代办国外大学文凭《原版美国UCLA文凭证书》加州大学洛杉矶分校毕业证制作成绩单修改atducpo

High Class Call Girls Noida Sector 39 Aarushi 🔝8264348440🔝 Independent Escort...soniya singh

B2 Creative Industry Response Evaluation.docxStephen266013

Customer Service Analytics - Make Sense of All Your Data.pptxEmmanuel Dauda

Recently uploaded (20)

VIP High Class Call Girls Jamshedpur Anushka 8250192130 Independent Escort Se...

Call Girls In Noida City Center Metro 24/7✡️9711147426✡️ Escorts Service

Delhi Call Girls Punjabi Bagh 9711199171 ☎✔👌✔ Whatsapp Hard And Sexy Vip Call

100-Concepts-of-AI by Anupama Kate .pptx

Saket, (-DELHI )+91-9654467111-(=)CHEAP Call Girls in Escorts Service Saket C...

Indian Call Girls in Abu Dhabi O5286O24O8 Call Girls in Abu Dhabi By Independ...

From idea to production in a day – Leveraging Azure ML and Streamlit to build...

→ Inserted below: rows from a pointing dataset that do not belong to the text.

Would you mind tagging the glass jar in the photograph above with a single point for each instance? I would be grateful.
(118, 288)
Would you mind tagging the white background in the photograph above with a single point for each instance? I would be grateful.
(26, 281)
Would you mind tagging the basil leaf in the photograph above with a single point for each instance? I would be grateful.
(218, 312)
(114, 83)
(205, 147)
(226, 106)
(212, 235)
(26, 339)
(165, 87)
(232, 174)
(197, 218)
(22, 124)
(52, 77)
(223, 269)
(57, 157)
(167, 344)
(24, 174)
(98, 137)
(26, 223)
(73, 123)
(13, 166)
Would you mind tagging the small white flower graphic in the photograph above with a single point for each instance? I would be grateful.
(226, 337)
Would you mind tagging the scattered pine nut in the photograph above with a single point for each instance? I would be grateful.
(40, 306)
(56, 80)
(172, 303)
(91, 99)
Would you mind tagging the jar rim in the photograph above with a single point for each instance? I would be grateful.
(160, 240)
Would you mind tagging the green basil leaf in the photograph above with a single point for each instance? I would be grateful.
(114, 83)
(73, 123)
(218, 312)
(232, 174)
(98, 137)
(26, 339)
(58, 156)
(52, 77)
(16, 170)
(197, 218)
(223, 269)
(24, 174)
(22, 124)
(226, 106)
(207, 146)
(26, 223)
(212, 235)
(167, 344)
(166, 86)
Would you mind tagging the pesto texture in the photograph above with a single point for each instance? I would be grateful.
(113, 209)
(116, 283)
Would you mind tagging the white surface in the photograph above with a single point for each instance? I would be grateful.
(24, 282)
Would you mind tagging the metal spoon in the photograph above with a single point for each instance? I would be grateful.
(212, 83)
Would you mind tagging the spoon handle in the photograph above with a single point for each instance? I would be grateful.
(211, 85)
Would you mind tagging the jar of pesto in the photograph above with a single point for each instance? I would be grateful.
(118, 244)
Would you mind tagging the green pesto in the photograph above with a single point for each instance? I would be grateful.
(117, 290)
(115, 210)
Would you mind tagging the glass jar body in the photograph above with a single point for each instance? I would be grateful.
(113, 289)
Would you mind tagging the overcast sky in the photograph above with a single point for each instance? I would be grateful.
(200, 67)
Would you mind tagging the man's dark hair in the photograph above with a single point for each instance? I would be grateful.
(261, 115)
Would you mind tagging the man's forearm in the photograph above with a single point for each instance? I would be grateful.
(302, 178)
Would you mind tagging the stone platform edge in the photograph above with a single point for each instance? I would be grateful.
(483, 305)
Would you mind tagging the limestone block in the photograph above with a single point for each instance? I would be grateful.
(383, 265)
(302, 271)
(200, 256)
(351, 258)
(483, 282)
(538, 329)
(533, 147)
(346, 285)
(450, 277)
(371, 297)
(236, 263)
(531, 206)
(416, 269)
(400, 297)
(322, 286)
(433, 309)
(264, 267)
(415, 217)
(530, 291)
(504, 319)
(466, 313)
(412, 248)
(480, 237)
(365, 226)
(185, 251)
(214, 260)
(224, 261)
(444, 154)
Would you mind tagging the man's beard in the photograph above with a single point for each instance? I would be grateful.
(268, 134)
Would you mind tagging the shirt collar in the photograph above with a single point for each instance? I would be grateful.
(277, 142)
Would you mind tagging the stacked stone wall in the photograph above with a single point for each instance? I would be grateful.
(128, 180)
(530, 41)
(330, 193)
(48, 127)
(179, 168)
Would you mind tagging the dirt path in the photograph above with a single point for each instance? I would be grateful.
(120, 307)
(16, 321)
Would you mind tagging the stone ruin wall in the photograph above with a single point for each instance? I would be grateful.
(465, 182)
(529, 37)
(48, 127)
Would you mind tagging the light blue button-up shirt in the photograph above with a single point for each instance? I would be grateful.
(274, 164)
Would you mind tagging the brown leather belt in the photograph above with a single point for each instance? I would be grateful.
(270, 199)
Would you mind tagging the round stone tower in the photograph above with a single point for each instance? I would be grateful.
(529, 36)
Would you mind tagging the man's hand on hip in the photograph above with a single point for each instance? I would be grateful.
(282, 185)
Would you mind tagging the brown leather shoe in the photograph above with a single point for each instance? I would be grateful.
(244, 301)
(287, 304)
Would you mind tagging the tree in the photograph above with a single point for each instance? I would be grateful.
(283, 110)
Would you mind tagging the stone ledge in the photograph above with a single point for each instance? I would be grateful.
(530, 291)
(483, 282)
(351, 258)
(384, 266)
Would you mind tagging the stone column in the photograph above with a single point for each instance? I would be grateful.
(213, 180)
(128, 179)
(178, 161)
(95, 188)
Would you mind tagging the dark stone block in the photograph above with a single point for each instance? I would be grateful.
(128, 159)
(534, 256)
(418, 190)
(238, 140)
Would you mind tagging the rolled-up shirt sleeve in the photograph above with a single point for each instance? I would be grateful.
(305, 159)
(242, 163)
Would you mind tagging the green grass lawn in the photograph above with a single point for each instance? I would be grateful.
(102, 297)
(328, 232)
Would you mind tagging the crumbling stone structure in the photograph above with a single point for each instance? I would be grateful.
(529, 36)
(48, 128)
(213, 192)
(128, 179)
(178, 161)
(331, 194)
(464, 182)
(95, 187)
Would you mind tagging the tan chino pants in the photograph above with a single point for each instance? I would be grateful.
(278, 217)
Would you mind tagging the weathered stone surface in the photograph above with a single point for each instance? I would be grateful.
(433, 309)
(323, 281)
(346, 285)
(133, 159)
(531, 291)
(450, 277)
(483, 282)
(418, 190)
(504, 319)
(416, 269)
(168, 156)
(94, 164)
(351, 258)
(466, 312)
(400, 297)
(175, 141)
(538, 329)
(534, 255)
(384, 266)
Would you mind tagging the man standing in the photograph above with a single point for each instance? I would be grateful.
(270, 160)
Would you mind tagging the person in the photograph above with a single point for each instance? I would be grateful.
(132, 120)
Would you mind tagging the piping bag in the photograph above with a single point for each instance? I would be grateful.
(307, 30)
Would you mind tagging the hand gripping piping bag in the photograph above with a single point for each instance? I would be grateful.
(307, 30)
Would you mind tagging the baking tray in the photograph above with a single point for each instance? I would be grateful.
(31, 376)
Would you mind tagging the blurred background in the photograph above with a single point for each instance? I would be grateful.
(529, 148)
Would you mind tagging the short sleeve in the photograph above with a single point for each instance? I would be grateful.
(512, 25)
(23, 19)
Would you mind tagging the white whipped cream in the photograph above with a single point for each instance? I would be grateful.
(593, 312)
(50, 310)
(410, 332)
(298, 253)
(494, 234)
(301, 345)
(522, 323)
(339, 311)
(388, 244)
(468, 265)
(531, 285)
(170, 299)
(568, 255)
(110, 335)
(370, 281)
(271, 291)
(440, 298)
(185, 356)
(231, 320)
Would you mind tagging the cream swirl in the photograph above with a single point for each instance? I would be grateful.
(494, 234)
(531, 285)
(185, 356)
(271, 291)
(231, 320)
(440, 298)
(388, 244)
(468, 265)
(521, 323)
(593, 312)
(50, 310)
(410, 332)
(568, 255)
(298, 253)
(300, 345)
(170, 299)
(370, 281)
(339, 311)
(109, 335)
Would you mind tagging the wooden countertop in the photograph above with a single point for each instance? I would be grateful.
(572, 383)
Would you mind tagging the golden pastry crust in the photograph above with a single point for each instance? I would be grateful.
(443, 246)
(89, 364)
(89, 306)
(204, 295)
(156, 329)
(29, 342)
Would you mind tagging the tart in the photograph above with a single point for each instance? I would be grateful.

PKS-TGC-1084-630 - Stage 1 Proposal.pptx

RadioAdProWritingCinderellabyButleri.pdf

04242024_CCC TUG_Joins and Relationships

Data Science Jobs and Salaries Analysis.pptx

Ukraine War presentation: KNOW THE BASICS

Building on a FAIRly Strong Foundation to Connect Academic Research to Transl...

Unveiling Insights: The Role of a Data Analyst

Brighton SEO | April 2024 | Data Storytelling

E-Commerce Order PredictionShraddha Kamble.pptx

代办国外大学文凭《原版美国UCLA文凭证书》加州大学洛杉矶分校毕业证制作成绩单修改

High Class Call Girls Noida Sector 39 Aarushi 🔝8264348440🔝 Independent Escort...

B2 Creative Industry Response Evaluation.docx

Customer Service Analytics - Make Sense of All Your Data.pptx

Data error! But where?

1. Data error!, but where? Errorlocate: ﬁnd and replace erroneous ﬁelds in data using validation rules Edwin de Jonge Statistics Netherlands / UseR! 2017

3. Data cleaning. . . A large part of your job is spent in data-cleaning: getting your data in the right shape (e.g. tidyverse) assessing missing data (e.g. VIM) checking validity (e.g. validate) locating and removing errors: errorlocate! impute values for missing or erroneous data (e.g. simputation)

5. Validation rules? Package validate allows to: formulate explicit data rule that data must conform to: library(validate) check_that( data.frame(age=160, driver_license=TRUE), age >= 0, age < 150, if (driver_license == TRUE) age >= 16 )

6. Explicit validation rules: Give a clear overview what the data must conform to. Can be used to reason about. Can be used to ﬁx/correct data! Find error, and when found correct it. Note: Manual ﬁx is error prone, not reproducible and not feasible for large data sets. Large rule set have (very) complex behavior, e.g. entangled rules: adjusting one value may invalidate other rules.

7. Error localization Error localization is a procedure that points out ﬁelds in a data set that can be altered or imputed in such a way that all validation rules can be satisﬁed.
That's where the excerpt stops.